L'AMBIENTE NATURALE
Ci sono più cose in cielo ed in terra
di quante se ne possono
immaginare…
Shakespeare
Molti scenari altotiberini, nella loro selvaggia bellezza, ci inducono facilmente ad affermarne una incontaminata
naturalità, ma se per "ambiente naturale" si intende un
ecosistema scaturito dalla interazione di forze che l'uomo non ha mai
condizionato, allora il termine risulta veramente privo di significato
poiché simili contesti non esistono più, né qui né altrove. Non nella
flora, essendo ogni tipo di vegetazione o impiantata artificialmente o comunque composta in larga parte da specie esotiche
introdotte dall'uomo. Non nella fauna, essendo oggi ogni equilibrio
stravolto dall'allevamento, dall'agricoltura, dalla caccia, dalle
scriteriate immissioni di specie esotiche e dai mutamenti vegetazionali stessi.
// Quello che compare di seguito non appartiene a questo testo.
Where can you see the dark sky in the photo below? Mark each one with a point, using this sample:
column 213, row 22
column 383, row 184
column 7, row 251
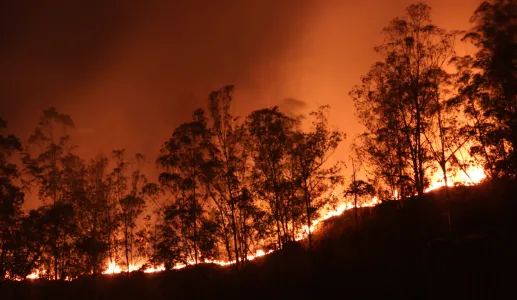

Non nella geologia
superficiale, essendo i suoli stati asportati dall'erosione conseguente al
disboscamento o modificati dagli stessi mutamenti floristici e
faunistici e le morfologie profondamente modificate da laghi artificiali,
bonifiche, canalizzazioni, scassi, cave, case, strade ed altro. Non nel clima,
se è vero che esso sta cambiando in tutto il globo per effetto dei troppi
inquinanti immessi nell'atmosfera.
Per quanto mi riguarda considero l'uomo facente parte a pieno
titolo della natura, assieme agli altri animali e, con essi,
condizionante il suo divenire. Nelle mie descrizioni non comprendo tuttavia
nell'ambiente naturale campi coltivati, strade, fabbricati, dighe e ogni
altra entità direttamente controllata, sfruttata e profondamente modificata
dall'uomo. Questa è una precisazione puramente convenzionale che si rende
opportuna a questo punto per non generare equivoci nell'interpretazione di
questo testo. I boschi, i calanchi, i pascoli montani, in questo caso,
fanno parte di ciò che continuerò a chiamare "ambiente naturale"
dell'Alto Tevere, ma quanto esposto in questa premessa e quanto sviluppato
nel seguito di questo capitolo attribuisce le reali connotazioni a tale
denominazione e deve essere sempre tenuto a mente per non cadere vittime,
da una parte, della facile trappola emotiva tesa dai protezionisti estremi,
e, dall'altra, dall'incosciente miraggio di un consumismo foriero di un
progresso che non sempre tende ad identificarsi con la civiltà.